The Dawn of Everything fundamentally transforms our understanding of the human past and offers a path toward imagining new forms of freedom, new ways of organizing society. This is a monumental book of formidable intellectual range, animated by curiosity, moral vision, and a faith in the power of direct action.
Surgery went well. We’re listening to the pianist at hospital waiting. Some tiles are in place. Putin is still a lying, murdering, dictator.
Every US enemy is lying
Every US enemy is a dictator
Every US enemy is a murderer
Really? You’re going to ignore the rest of that post and only respond to the Putin part. I added mainly for humor.

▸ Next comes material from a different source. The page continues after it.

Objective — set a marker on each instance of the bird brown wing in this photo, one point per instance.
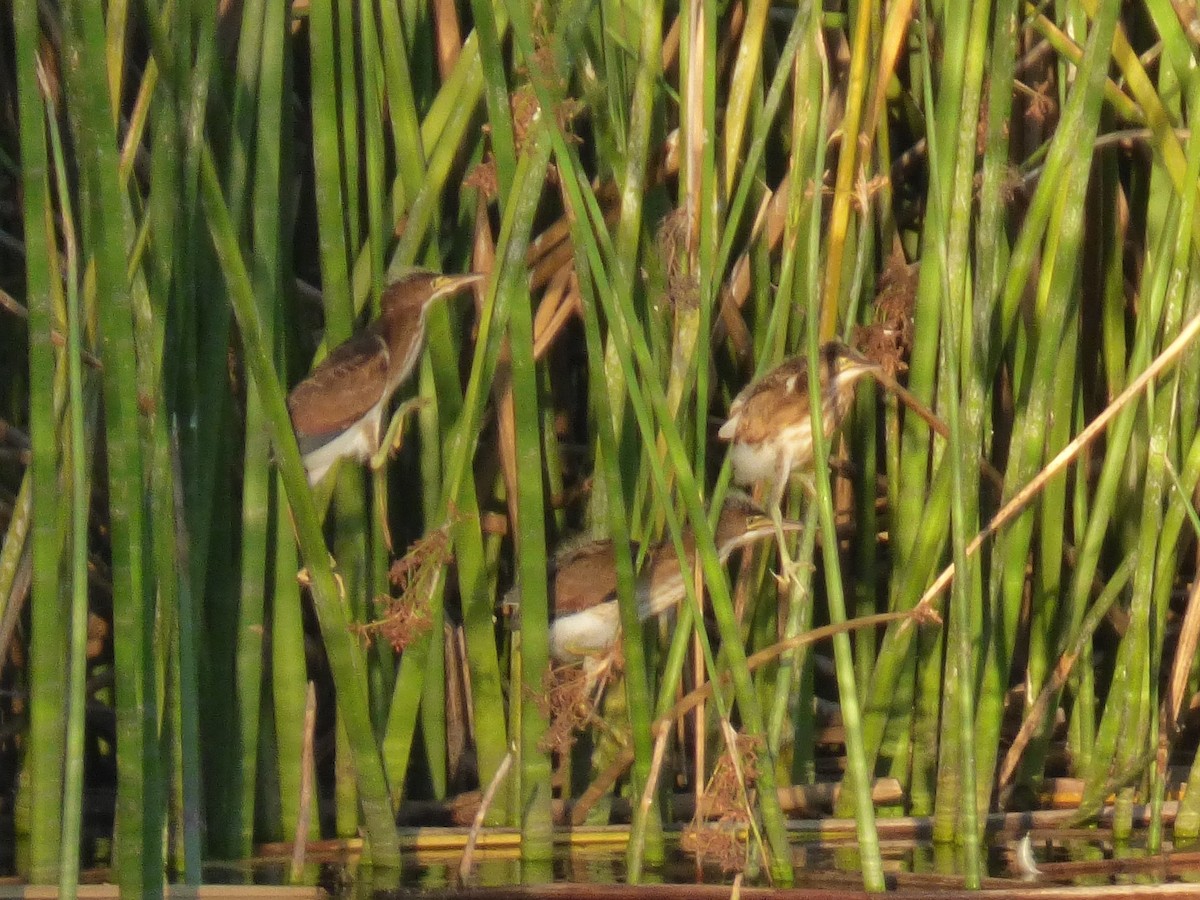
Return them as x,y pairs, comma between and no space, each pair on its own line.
342,389
585,576
775,401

This is trolling behaviour and does not contribute to any conversation. I’ve been at work all day and I haven’t liked what I’ve seen on the forum since I’ve gotten home and yes, I’m giving you a warning.
Worse he does respond - with manipulating your words dishonestly and toss 'em back at you.

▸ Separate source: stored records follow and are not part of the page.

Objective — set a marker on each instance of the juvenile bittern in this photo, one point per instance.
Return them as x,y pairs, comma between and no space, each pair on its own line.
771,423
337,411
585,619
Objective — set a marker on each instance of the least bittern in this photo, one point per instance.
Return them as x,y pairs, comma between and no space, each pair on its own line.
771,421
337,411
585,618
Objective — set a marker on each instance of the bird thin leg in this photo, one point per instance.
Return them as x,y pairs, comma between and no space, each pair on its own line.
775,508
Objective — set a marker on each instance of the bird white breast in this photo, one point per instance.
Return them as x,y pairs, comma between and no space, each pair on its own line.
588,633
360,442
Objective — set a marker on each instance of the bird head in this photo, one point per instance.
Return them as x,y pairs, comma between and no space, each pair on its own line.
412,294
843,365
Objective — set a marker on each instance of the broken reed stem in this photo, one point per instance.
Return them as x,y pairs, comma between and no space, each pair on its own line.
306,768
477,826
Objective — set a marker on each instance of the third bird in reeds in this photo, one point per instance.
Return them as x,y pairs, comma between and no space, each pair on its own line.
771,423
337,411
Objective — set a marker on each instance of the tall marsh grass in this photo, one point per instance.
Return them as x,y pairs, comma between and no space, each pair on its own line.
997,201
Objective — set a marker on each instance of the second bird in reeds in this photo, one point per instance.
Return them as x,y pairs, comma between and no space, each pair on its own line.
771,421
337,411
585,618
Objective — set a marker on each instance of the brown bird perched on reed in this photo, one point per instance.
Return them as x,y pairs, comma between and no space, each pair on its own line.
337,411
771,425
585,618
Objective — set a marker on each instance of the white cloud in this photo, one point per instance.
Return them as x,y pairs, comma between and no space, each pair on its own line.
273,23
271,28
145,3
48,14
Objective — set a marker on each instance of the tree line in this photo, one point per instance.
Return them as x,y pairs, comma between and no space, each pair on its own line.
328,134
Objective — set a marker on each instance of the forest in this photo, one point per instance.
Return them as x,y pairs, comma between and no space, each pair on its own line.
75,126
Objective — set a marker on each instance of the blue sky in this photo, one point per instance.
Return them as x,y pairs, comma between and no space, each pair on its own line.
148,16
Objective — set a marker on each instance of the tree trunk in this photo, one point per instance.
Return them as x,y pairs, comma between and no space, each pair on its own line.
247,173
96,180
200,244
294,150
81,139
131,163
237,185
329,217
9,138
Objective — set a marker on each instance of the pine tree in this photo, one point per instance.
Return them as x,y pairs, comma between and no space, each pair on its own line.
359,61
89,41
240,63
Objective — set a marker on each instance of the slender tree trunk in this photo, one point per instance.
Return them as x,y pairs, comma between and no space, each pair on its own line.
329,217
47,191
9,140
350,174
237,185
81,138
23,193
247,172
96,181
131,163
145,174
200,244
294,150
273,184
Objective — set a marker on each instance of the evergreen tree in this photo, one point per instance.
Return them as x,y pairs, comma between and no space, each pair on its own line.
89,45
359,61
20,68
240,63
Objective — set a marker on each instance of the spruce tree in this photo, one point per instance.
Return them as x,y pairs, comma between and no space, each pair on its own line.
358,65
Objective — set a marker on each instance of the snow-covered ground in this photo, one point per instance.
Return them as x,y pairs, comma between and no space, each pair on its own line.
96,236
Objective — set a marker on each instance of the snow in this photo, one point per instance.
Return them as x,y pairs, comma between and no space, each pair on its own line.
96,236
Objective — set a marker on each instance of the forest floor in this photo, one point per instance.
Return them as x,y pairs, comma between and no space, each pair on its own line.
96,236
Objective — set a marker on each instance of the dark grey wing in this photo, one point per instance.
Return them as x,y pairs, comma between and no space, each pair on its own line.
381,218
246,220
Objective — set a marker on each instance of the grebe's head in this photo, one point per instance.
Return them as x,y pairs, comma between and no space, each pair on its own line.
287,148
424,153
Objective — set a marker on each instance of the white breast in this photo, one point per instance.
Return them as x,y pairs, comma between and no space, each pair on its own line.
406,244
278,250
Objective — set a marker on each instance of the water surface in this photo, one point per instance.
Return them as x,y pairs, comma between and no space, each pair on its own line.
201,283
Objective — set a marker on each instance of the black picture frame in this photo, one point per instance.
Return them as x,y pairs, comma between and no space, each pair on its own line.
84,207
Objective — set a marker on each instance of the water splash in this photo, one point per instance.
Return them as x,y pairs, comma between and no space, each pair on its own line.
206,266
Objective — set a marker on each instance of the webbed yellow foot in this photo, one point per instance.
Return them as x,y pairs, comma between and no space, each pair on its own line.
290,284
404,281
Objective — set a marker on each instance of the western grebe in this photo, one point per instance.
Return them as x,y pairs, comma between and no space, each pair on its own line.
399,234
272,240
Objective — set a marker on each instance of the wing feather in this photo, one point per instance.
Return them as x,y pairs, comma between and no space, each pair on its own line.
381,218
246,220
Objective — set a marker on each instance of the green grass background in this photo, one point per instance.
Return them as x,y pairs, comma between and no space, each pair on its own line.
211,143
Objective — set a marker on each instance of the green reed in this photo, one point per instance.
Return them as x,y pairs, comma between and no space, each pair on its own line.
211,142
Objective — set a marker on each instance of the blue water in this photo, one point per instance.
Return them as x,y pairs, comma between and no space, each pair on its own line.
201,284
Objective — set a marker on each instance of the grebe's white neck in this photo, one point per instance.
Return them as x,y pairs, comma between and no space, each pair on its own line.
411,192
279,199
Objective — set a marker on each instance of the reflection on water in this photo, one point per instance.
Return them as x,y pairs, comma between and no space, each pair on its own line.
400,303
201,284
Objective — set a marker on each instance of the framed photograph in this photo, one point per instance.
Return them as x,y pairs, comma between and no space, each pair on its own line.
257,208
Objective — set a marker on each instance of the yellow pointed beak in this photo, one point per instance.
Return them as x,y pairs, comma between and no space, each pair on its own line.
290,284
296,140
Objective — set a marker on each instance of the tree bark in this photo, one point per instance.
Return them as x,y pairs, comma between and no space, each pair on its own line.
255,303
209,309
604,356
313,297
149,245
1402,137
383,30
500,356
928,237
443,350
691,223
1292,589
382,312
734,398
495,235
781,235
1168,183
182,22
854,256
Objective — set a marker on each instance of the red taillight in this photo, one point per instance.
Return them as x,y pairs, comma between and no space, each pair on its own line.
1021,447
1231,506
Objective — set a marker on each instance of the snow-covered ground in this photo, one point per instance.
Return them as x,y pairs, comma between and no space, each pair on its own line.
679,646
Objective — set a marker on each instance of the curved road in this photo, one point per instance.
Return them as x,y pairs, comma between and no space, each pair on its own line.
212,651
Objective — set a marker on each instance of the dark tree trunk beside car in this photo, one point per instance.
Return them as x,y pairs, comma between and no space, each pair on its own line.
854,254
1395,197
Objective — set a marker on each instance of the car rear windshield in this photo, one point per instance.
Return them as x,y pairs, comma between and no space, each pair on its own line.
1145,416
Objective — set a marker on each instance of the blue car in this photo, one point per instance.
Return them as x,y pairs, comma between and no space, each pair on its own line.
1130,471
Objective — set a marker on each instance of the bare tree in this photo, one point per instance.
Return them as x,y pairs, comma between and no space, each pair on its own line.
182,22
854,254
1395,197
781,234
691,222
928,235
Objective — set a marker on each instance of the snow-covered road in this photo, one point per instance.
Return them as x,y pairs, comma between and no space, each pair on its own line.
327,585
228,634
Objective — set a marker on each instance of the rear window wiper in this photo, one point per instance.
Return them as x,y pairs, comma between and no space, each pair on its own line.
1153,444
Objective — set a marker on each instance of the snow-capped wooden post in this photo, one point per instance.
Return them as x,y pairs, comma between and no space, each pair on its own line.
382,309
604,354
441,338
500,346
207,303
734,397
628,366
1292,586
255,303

But then like Republicans they have nothing solid on their side, I mean is there any evidence supporting the notion that Putin is not a lying, murdering, dictator Sunny? Why not defend him with solid evidence? Oh yes, because there is no defense for the murdering maniac. So hot air and baiting is all that’s left.
Hopefully, we are moving on, but this will occur again. I’ve been reading about morality, and game theory, and I think recent data sums up our approach. You have heard of the Tit-for-Tat strategy. If not, click through and scroll down to the Game Theory header.

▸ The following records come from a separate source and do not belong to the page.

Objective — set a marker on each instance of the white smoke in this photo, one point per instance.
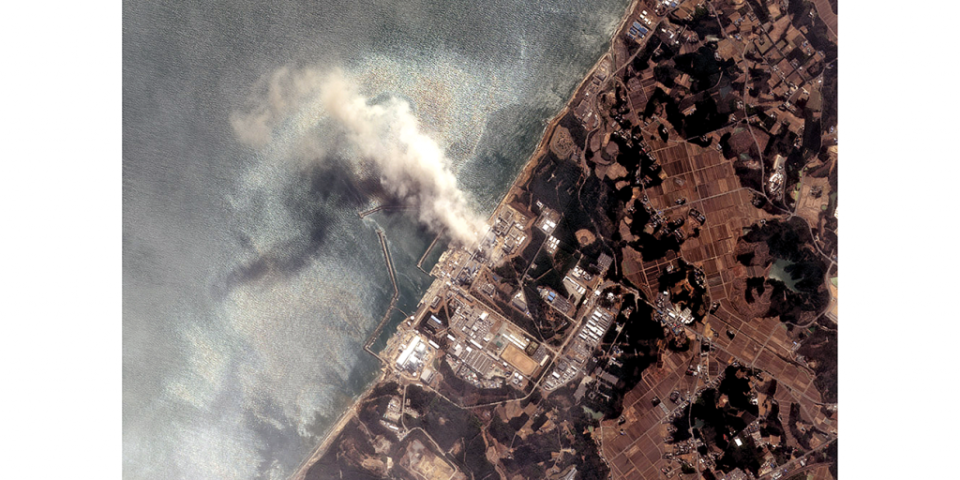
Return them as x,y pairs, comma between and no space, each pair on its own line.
387,136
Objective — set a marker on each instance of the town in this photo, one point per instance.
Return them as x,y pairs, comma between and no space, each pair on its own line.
656,295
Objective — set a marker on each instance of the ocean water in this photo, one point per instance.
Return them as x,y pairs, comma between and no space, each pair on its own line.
249,281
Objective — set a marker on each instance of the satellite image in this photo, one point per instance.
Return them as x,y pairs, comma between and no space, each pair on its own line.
450,240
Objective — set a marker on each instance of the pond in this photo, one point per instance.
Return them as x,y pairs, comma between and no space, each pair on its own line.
779,272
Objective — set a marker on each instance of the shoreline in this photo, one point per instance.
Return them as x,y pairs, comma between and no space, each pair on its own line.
542,146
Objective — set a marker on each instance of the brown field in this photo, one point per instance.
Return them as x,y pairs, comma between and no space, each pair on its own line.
514,356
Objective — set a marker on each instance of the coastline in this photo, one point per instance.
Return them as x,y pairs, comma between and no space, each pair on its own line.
520,179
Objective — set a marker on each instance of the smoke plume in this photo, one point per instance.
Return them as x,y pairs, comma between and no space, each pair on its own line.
387,136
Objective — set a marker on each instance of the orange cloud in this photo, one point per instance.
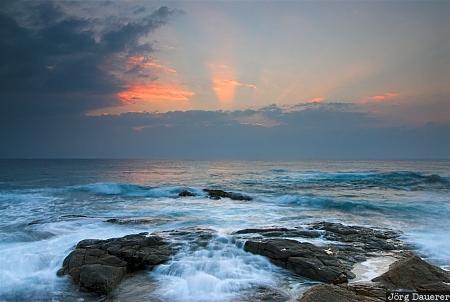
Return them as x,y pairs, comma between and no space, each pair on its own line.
384,97
224,83
145,62
154,92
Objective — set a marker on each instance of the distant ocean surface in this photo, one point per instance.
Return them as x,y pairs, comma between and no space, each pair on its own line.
47,206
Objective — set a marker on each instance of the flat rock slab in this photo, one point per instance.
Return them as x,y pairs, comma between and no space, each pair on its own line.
304,259
343,293
280,232
408,274
371,240
99,265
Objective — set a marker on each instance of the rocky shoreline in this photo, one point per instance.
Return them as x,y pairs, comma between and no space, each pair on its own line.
98,266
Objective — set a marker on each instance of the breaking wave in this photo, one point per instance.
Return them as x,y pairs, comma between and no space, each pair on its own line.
133,190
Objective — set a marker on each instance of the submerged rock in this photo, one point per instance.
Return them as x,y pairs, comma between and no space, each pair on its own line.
218,194
99,265
304,259
408,274
343,293
415,274
139,220
280,232
186,193
370,240
264,294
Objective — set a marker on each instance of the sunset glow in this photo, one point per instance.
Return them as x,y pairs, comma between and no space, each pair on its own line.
144,62
154,92
224,83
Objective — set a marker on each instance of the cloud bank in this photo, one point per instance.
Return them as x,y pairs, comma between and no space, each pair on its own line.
332,131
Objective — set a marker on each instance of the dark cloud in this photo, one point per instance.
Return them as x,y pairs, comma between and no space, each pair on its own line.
318,132
48,57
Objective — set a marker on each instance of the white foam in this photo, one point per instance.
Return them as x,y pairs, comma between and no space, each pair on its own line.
219,272
371,268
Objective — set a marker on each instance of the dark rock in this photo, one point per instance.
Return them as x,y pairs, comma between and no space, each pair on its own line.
409,274
342,293
197,237
185,193
370,240
413,273
218,194
302,258
99,265
264,294
280,232
139,220
100,278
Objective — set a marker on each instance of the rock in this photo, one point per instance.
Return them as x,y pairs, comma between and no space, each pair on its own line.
302,258
99,265
370,240
280,232
185,193
139,220
409,274
342,293
264,294
100,278
413,273
197,237
218,194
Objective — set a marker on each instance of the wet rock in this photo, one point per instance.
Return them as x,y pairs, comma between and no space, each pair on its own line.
280,232
410,274
139,220
99,265
370,240
218,194
415,274
342,293
264,293
304,259
186,193
196,236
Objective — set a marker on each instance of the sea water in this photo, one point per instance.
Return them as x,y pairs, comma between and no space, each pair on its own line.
47,206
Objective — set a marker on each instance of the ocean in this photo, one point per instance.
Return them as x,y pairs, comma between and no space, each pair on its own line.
47,206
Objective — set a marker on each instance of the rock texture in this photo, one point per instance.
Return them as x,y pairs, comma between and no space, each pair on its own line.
328,293
218,194
280,232
371,240
304,259
99,265
415,274
410,273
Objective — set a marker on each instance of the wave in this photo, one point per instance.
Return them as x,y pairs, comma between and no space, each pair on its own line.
362,206
133,190
405,180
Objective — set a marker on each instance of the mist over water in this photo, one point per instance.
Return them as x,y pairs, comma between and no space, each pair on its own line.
47,206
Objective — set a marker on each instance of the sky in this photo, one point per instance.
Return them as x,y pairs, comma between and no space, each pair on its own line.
279,80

Recent updates to this cooperative strategy have added more forgiveness, to prevent the death spiral of constantly punishing each other for the last thing the other one did. But, that gets exploited, so, add some “spitefulness”, that is, if someone keeps repeating offenses, never cooperate with them.
There is some Zen Buddhism to this data.
This is included in this thread because the complaint includes the time spent and importance the volunteer moderators put toward this work. One of the reasons that not every violation or minor transgression is handled exactly the same, is that we are real people. When someone like SunnyJim does not respond to the real world comments I made here, it leads me to consider that it is not a person at all, at least not one who has a regular life, but possibly someone who is working with others to disrupt this forum, or who knows what.
Anyway. the tile project sits at home unattended, but our cat babysitter says everything is going well there. My sister got a call from her doctor (surgeon) today, who said she had a very rare response to the chemotherapy and all of the parts removed were cancer free. Some infusions will continue, but they will be milder, her hair will grow back, and we might not ever hear about cancer again. So, it’s been a good day.
Funny side note. My sister called her daughter first, but then also called her massage therapist, who, she says, is a “healer”. She was also thanked, because, you know, “you don’t want to discount that.” You can’t get away from the world of magic, no matter how much science you do.
Well, we are all humans.
Glad hear about the positive outcomes for your mom!